Jakarta, Pemerintah melalui Kementerian Energi dan Sumber Daya Mineral (ESDM) telah menerbitkan Peraturan Menteri (Permen) ESDM Nomor 14 Tahun 2025 tentang Kerja Sama Pengelolaan Bagian Wilayah Kerja (WK) Untuk Peningkatan Produksi Migas.
Salah satu muatannya yaitu penanganan terhadap sumur minyak masyarakat untuk mengurangi dampak lingkungan, isu keselamatan dan sosial kemasyarakatan serta meningkatkan produksi minyak dan penerimaan negara.
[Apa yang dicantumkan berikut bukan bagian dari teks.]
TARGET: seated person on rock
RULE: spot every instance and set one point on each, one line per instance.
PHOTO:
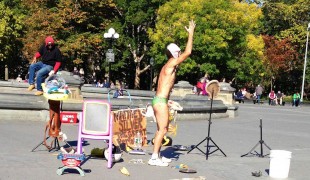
(239, 96)
(50, 62)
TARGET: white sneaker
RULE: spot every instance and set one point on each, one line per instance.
(167, 160)
(157, 162)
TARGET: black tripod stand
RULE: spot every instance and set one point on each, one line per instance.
(261, 142)
(208, 138)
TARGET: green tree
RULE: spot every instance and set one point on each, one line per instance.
(226, 41)
(11, 26)
(288, 20)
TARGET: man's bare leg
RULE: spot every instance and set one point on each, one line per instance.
(161, 113)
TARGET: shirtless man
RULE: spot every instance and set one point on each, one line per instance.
(165, 83)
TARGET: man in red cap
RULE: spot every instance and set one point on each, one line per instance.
(50, 62)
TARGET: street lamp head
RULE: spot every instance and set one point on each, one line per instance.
(111, 31)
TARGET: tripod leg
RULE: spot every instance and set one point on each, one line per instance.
(196, 146)
(251, 150)
(38, 145)
(266, 145)
(218, 148)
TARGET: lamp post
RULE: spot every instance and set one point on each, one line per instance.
(151, 63)
(110, 35)
(305, 65)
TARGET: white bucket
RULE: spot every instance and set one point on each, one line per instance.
(279, 163)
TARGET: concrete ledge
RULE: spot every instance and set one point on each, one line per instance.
(16, 103)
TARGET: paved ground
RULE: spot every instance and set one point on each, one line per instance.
(284, 128)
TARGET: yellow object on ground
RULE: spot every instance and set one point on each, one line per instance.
(124, 171)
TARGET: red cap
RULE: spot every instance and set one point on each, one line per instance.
(49, 39)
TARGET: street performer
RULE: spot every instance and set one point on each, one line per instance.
(165, 84)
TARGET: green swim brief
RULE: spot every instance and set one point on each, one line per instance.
(157, 99)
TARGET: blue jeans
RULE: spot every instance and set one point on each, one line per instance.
(42, 72)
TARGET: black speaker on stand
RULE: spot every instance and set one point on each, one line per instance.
(213, 89)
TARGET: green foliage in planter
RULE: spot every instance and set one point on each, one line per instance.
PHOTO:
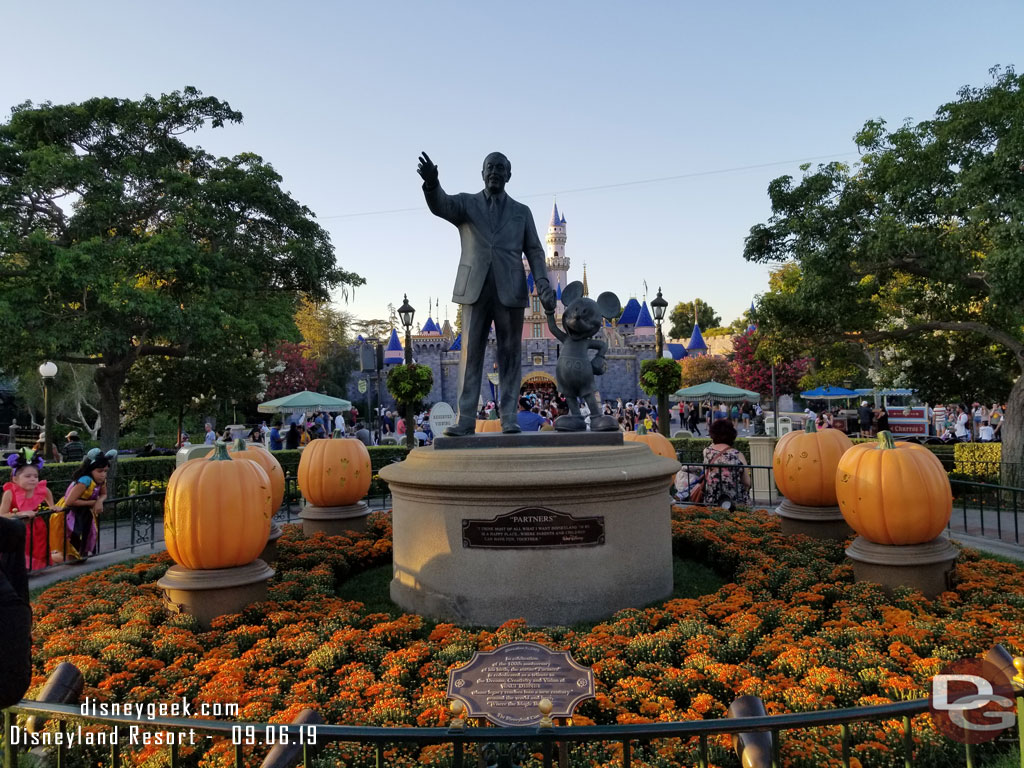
(660, 376)
(410, 384)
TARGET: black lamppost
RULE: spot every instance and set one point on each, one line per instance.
(406, 312)
(657, 306)
(47, 371)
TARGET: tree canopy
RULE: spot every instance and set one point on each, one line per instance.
(681, 318)
(120, 241)
(925, 236)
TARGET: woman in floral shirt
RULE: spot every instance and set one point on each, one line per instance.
(725, 478)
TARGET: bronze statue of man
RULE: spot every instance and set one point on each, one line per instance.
(491, 284)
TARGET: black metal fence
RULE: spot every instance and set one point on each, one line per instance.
(470, 744)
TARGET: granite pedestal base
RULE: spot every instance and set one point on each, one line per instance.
(924, 566)
(269, 553)
(334, 520)
(550, 531)
(208, 594)
(819, 522)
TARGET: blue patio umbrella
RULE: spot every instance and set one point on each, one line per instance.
(828, 393)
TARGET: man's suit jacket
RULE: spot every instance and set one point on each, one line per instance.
(491, 247)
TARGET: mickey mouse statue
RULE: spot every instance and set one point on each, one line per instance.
(576, 370)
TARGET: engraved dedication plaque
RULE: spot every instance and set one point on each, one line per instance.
(507, 684)
(532, 527)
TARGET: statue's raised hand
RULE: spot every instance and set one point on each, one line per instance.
(427, 170)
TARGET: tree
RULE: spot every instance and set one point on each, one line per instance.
(324, 329)
(293, 372)
(682, 318)
(121, 242)
(704, 368)
(755, 374)
(925, 236)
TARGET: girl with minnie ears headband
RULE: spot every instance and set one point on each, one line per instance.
(83, 502)
(23, 497)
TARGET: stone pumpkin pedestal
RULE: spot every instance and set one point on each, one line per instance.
(927, 566)
(553, 527)
(216, 592)
(804, 464)
(334, 476)
(897, 498)
(216, 521)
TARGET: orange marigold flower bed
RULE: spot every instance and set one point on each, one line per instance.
(791, 626)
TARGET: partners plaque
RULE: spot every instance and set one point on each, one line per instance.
(506, 685)
(532, 527)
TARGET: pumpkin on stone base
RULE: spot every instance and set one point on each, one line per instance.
(894, 494)
(335, 472)
(657, 442)
(805, 464)
(269, 464)
(217, 512)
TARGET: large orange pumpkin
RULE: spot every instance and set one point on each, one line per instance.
(269, 464)
(335, 472)
(217, 512)
(894, 494)
(805, 465)
(657, 442)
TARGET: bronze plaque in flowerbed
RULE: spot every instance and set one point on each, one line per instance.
(507, 684)
(532, 527)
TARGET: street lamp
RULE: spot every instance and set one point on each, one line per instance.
(406, 312)
(47, 371)
(657, 306)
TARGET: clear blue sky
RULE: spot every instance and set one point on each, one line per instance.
(584, 97)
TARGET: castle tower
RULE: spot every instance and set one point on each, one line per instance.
(558, 263)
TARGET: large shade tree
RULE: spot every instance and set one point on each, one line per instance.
(926, 235)
(120, 241)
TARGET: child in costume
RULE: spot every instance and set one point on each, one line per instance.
(23, 498)
(83, 503)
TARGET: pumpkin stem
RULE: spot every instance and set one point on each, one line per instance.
(220, 452)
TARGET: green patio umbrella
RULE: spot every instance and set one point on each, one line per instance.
(715, 391)
(302, 402)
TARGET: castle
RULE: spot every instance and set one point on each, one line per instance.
(630, 339)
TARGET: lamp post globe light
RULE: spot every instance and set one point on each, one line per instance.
(406, 312)
(47, 371)
(657, 307)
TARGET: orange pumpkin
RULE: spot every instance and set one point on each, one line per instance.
(269, 464)
(657, 442)
(217, 512)
(805, 465)
(335, 472)
(895, 494)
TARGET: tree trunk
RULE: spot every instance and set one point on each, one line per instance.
(110, 380)
(1013, 437)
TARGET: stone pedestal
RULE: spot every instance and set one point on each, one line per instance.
(269, 553)
(923, 566)
(555, 528)
(819, 522)
(208, 594)
(763, 488)
(334, 520)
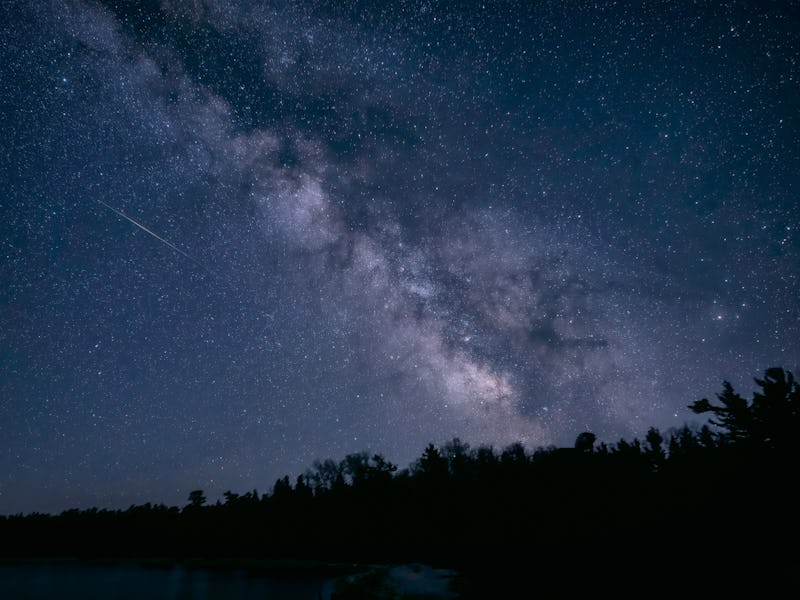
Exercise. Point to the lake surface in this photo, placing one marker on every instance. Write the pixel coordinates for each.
(129, 582)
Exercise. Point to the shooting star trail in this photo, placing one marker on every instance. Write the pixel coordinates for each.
(155, 235)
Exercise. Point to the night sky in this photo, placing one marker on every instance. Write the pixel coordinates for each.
(239, 236)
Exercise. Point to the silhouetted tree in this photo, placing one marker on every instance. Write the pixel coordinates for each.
(771, 418)
(654, 450)
(431, 463)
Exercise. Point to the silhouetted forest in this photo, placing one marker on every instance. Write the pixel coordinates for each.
(710, 509)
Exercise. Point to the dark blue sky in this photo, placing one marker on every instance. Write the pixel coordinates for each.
(240, 236)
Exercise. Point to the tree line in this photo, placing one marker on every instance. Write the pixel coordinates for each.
(717, 501)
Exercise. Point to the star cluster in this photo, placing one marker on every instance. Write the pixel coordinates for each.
(239, 236)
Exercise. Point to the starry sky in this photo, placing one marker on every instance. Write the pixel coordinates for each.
(238, 236)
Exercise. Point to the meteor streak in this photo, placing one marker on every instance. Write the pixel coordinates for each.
(155, 235)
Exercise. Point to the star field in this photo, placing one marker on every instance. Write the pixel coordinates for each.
(239, 236)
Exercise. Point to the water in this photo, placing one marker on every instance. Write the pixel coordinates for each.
(128, 582)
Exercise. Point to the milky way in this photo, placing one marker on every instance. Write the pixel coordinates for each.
(372, 227)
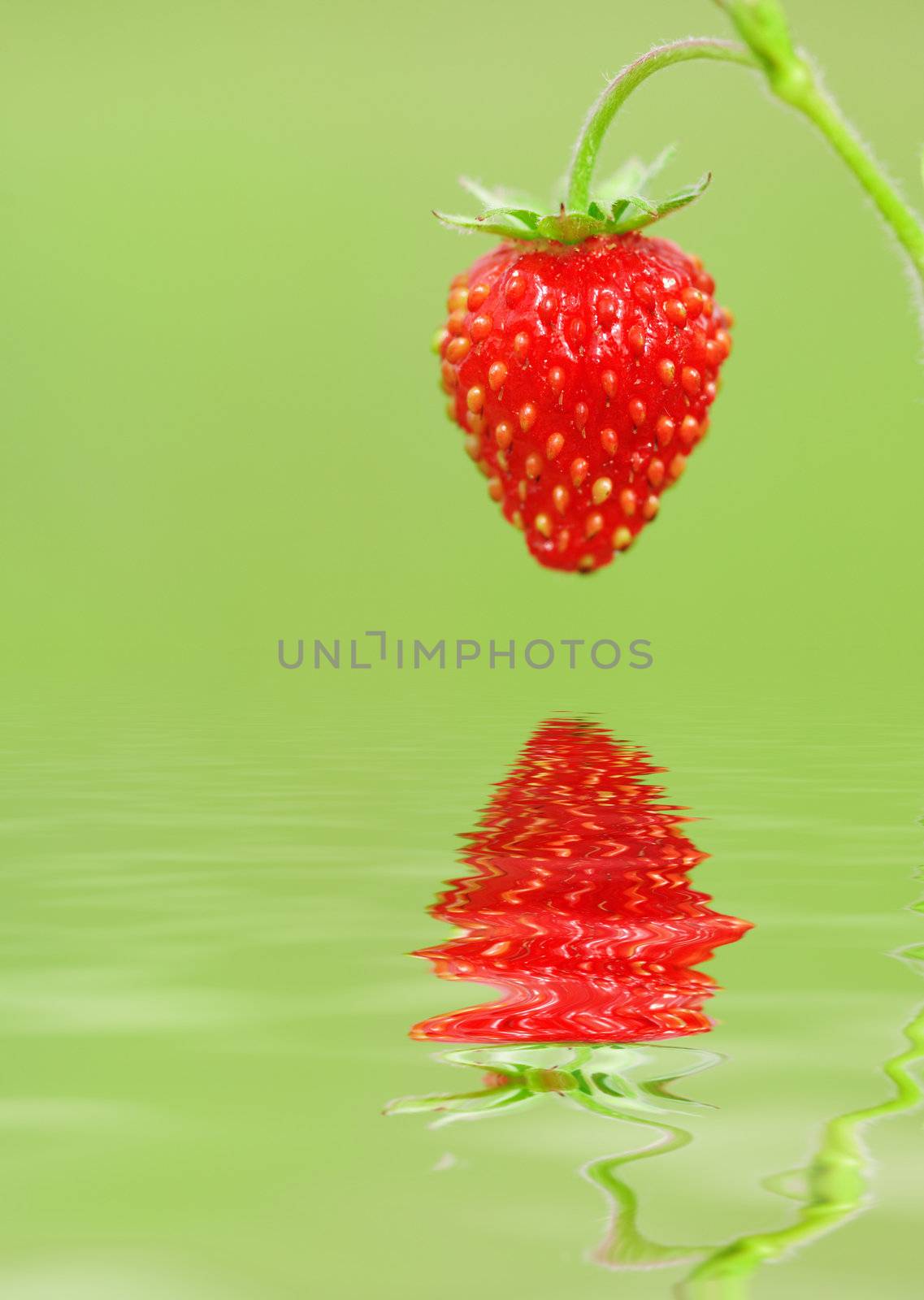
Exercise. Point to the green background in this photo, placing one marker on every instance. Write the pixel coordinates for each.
(223, 428)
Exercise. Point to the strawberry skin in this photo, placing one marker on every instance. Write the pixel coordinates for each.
(583, 376)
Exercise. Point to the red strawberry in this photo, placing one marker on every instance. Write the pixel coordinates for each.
(579, 905)
(583, 376)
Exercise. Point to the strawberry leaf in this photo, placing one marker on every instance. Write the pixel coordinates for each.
(509, 223)
(654, 212)
(497, 197)
(631, 177)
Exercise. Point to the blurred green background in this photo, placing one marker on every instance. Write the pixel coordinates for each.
(223, 428)
(223, 276)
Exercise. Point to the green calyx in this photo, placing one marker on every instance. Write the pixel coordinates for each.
(618, 207)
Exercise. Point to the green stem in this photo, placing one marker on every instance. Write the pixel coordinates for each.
(826, 116)
(835, 1182)
(618, 90)
(793, 80)
(791, 77)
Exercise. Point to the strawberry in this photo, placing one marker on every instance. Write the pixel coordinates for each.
(579, 905)
(583, 376)
(581, 357)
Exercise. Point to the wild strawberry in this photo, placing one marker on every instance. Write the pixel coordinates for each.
(581, 357)
(583, 376)
(579, 905)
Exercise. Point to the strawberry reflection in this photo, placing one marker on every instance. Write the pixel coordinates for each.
(579, 907)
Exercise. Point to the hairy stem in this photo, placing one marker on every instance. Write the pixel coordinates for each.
(792, 77)
(618, 90)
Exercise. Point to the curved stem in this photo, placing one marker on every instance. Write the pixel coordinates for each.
(618, 90)
(836, 1185)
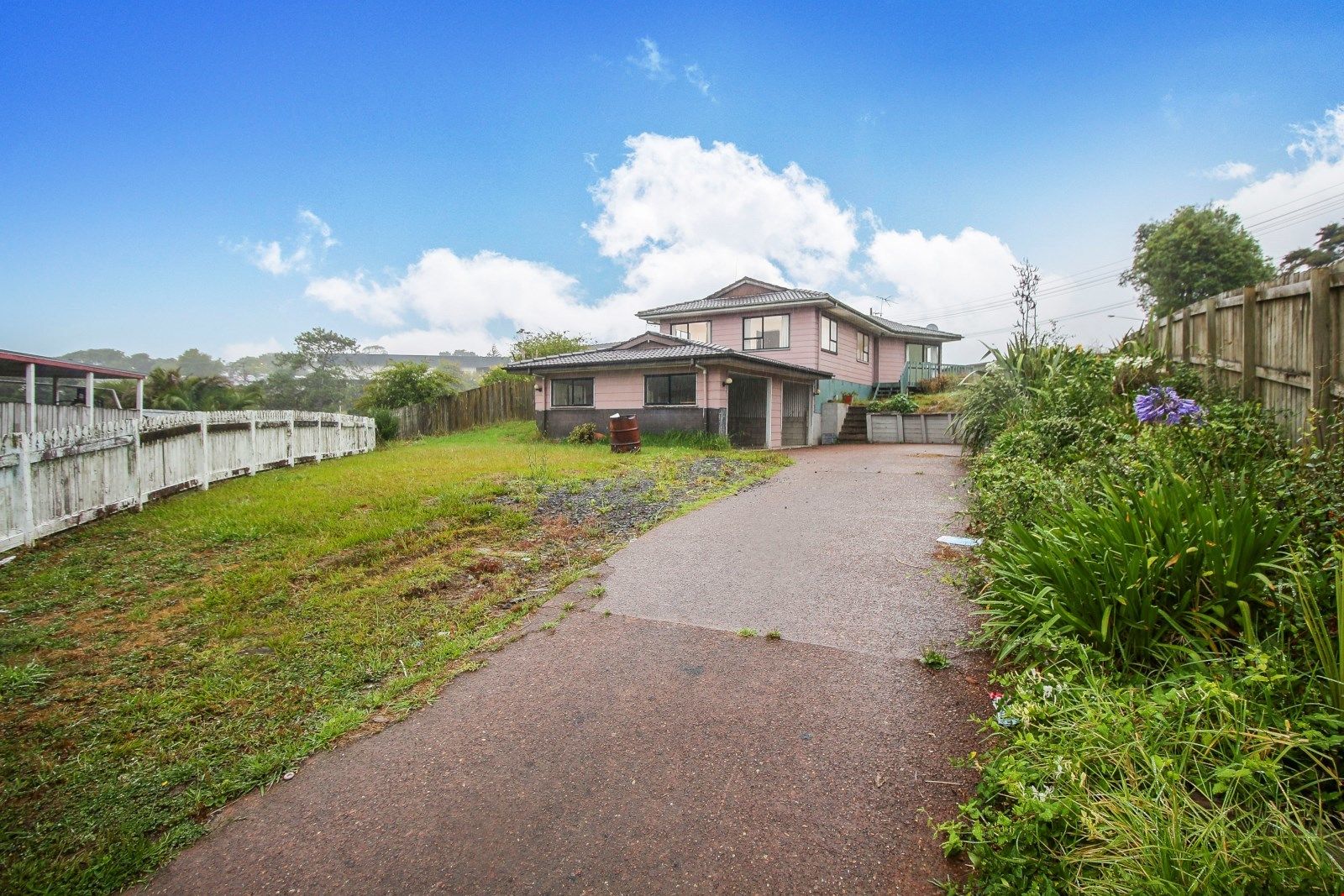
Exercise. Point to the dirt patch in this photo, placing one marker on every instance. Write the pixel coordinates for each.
(628, 504)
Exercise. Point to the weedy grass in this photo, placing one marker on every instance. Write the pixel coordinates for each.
(156, 665)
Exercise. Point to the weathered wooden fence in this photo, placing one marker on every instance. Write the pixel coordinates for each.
(60, 479)
(55, 417)
(924, 429)
(494, 403)
(1288, 328)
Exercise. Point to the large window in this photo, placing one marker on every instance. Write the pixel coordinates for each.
(765, 332)
(830, 336)
(696, 331)
(571, 392)
(669, 389)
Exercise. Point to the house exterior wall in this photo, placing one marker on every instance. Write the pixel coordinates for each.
(887, 355)
(891, 359)
(726, 331)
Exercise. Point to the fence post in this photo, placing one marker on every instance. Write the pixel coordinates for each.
(26, 484)
(1211, 338)
(205, 452)
(1184, 335)
(140, 468)
(1321, 342)
(1250, 344)
(252, 434)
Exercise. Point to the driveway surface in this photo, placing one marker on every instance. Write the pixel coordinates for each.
(654, 750)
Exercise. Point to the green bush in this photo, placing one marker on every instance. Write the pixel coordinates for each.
(386, 425)
(1198, 783)
(582, 434)
(894, 405)
(1151, 570)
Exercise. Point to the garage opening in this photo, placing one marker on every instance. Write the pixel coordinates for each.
(797, 401)
(748, 411)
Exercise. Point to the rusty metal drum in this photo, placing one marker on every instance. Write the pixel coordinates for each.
(625, 432)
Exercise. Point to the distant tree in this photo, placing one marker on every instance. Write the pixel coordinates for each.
(546, 343)
(1194, 254)
(168, 389)
(405, 383)
(1025, 296)
(311, 378)
(250, 369)
(499, 375)
(1330, 249)
(197, 363)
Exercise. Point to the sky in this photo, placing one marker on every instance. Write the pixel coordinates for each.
(436, 176)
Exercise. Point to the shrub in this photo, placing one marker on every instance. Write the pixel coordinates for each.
(582, 434)
(894, 405)
(386, 425)
(1196, 783)
(1148, 571)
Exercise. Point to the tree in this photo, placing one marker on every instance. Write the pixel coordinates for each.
(1025, 296)
(1194, 254)
(546, 343)
(499, 375)
(1330, 249)
(312, 378)
(405, 383)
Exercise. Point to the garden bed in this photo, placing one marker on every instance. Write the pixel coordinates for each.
(1160, 582)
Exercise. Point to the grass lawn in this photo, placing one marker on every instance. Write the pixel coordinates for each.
(156, 665)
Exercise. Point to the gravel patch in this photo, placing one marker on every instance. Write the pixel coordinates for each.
(629, 504)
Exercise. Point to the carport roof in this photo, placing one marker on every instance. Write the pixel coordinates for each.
(649, 348)
(15, 364)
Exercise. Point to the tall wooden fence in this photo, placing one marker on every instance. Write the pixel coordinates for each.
(1292, 332)
(60, 479)
(494, 403)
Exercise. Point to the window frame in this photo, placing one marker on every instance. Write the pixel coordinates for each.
(709, 331)
(696, 390)
(786, 332)
(826, 338)
(570, 382)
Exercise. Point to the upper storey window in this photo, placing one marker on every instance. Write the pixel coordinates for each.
(765, 332)
(694, 331)
(830, 336)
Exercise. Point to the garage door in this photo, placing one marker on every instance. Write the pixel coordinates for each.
(746, 411)
(797, 398)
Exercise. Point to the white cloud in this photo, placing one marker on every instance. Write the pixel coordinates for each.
(234, 351)
(696, 76)
(315, 238)
(651, 62)
(682, 219)
(1285, 208)
(1230, 170)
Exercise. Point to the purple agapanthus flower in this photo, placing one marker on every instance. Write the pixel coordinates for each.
(1162, 405)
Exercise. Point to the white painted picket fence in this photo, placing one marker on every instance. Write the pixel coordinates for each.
(62, 479)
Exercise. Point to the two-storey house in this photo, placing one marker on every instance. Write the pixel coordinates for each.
(754, 362)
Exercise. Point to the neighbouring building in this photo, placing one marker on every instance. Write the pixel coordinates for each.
(754, 362)
(363, 364)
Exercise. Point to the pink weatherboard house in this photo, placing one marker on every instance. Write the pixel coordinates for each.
(753, 362)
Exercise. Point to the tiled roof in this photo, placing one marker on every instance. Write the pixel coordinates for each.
(712, 302)
(685, 351)
(790, 297)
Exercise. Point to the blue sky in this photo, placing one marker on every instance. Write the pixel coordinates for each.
(151, 157)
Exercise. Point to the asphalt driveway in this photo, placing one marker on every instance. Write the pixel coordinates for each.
(654, 750)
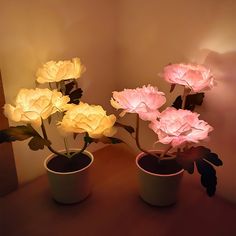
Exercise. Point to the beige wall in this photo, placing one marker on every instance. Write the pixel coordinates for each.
(33, 32)
(125, 44)
(153, 33)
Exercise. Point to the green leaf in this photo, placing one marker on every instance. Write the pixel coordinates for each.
(69, 87)
(128, 128)
(75, 96)
(203, 158)
(208, 176)
(49, 120)
(172, 87)
(17, 133)
(37, 143)
(75, 135)
(191, 101)
(214, 159)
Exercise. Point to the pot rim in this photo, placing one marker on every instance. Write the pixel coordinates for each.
(140, 155)
(52, 155)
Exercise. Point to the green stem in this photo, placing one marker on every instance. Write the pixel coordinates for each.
(137, 139)
(86, 144)
(46, 138)
(165, 152)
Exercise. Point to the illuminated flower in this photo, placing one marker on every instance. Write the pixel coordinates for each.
(62, 70)
(32, 105)
(88, 118)
(176, 127)
(144, 101)
(195, 77)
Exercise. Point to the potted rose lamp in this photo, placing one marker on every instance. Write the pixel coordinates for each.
(68, 169)
(178, 127)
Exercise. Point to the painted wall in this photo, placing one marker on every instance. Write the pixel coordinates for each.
(154, 33)
(33, 32)
(125, 43)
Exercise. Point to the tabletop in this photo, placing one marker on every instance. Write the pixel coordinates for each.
(114, 207)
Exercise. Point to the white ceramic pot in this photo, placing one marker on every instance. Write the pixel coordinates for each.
(70, 187)
(158, 189)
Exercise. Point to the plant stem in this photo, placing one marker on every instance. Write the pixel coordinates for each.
(66, 146)
(137, 139)
(46, 138)
(184, 97)
(165, 152)
(86, 144)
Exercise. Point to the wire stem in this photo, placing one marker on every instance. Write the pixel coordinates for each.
(46, 138)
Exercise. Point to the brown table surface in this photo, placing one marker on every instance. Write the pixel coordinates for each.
(114, 207)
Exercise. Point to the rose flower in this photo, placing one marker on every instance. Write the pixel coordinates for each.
(195, 77)
(177, 127)
(33, 105)
(144, 101)
(62, 70)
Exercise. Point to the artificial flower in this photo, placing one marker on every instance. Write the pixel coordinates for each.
(195, 77)
(33, 105)
(144, 101)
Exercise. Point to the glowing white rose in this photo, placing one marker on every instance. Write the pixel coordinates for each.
(33, 105)
(62, 70)
(88, 118)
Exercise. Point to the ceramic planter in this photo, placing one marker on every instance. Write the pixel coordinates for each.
(158, 189)
(69, 187)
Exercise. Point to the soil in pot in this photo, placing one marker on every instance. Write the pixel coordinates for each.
(64, 164)
(152, 164)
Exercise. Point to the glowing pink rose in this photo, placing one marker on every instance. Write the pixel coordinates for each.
(196, 77)
(144, 101)
(176, 127)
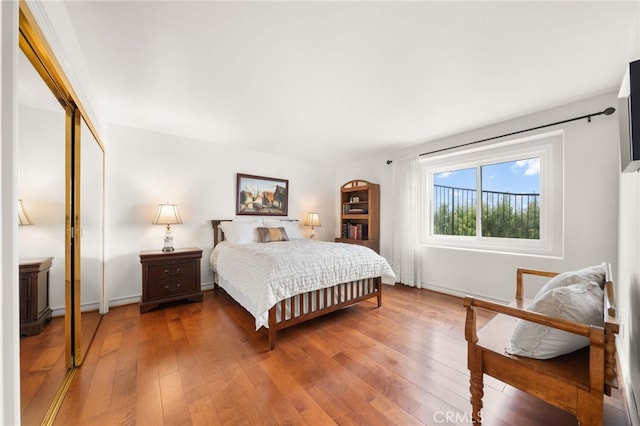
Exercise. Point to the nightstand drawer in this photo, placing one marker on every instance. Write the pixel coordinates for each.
(172, 271)
(168, 288)
(169, 277)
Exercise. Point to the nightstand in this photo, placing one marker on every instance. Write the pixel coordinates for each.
(168, 277)
(34, 295)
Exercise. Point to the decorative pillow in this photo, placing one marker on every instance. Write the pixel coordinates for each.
(292, 227)
(269, 235)
(576, 302)
(240, 232)
(595, 273)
Khususnya terkait sumur minyak masyarakat atau yang di dalam regulasi disebut sebagai sumur minyak Badan Usaha Milik Daerah (BUMD)/Koperasi/UMKM, “Kebijakannya hanya untuk menata sumur masyarakat yang sudah terlanjur ada saat ini (eksisting), bukan untuk dibuka izin sumur masyarakat baru,” kata Plt. Direktur Jenderal Migas Tri Winarno.

Jadi, Pemerintah akan melakukan inventarisasi dan menetapkan jumlah dan lokasi Sumur Minyak Masyarakat yang sudah ada tersebut, termasuk koordinat dan foto. “Sumur minyak masyarakat yang sudah ada saat ini saja yang dapat berproduksi sambil dilakukan perbaikan sesuai good engineering practices secara bertahap, pada periode penanganan sementara yaitu selama 4 tahun. Selain dari sumur masyarakat eksisting, maka akan dilakukan penghentian atau penegakan hukum (Gakkum)”, jelas Tri.
Pasca penetapan daftar hasil inventarisasi sumur minyak masyarakat, Pemerintah menegaskan tidak boleh ada tambahan sumur minyak masyarakat baru. “Jika ada, tambahan sumur masyarakat itu yang dihentikan atau Gakkum. Ilegal refinery juga dilakukan Gakkum karena hasil produksi minyaknya wajib dijual ke Kontraktor Kontrak Kerja Sama (KKKS) yang berada di daerah itu. Gakkum juga dilakukan untuk pelaku sumur masyarakat yang menjual minyaknya selain kepada KKKS tersebut. Selain itu, illegal tapping juga dilakukan Gakkum,” tegas Tri.
Untuk pengelolaan sumur minyak masyarakat eksisting, Gubernur, atas usulan Bupati/Walikota, menunjuk BUMD, Koperasi dan/atau UMKM yang akan menaungi pengelolaan sumur minyak masyarakat tersebut.
“BUMD, Koperasi dan/atau UMKM tersebut memiliki tanggung jawab untuk melakukan upaya perbaikan tata kelola sumur masyarakat sesuai good engineering practices termasuk penanganan lingkungan dan keselamatan secara bertahap pada periode penanganan sementara,” terang Tri.
Kebijakan penanganan sumur masyarakat eksiting tersebut diharapkan membuat kondisi lebih baik dari sebelumnya.
"Sekarang ada BUMD, Koperasi dan/atau UMKM yang memainkan peran perbaikan. Negara juga mendapatkan tambahan produksi minyak bumi dan penerimaan negara, serta isu sosial ikut tersentuh, juga mengurangi dampak lingkungan dan keselamatan. Ini merupakan perbaikan dibanding kondisi sebelumnya,” pungkas Tri.
Sebagai informasi, berdasarkan data SKK Migas, terdapat sekitar 8.040 Sumur Minyak Masyarakat. Saat ini, terdapat 10 provinsi yang berpotensi terdapat sumur minyak masyarakat eksisting, di antaranya Provinsi Aceh, Sumut, Jambi, Sumsel, Riau, Jawa Barat, Jawa Tengah, Jawa Timur, Kaltim, dan Kaltara. "Inventarisasi sumur masyarakat masih berjalan, bulan ini ditargetkan selesai," tambahnya.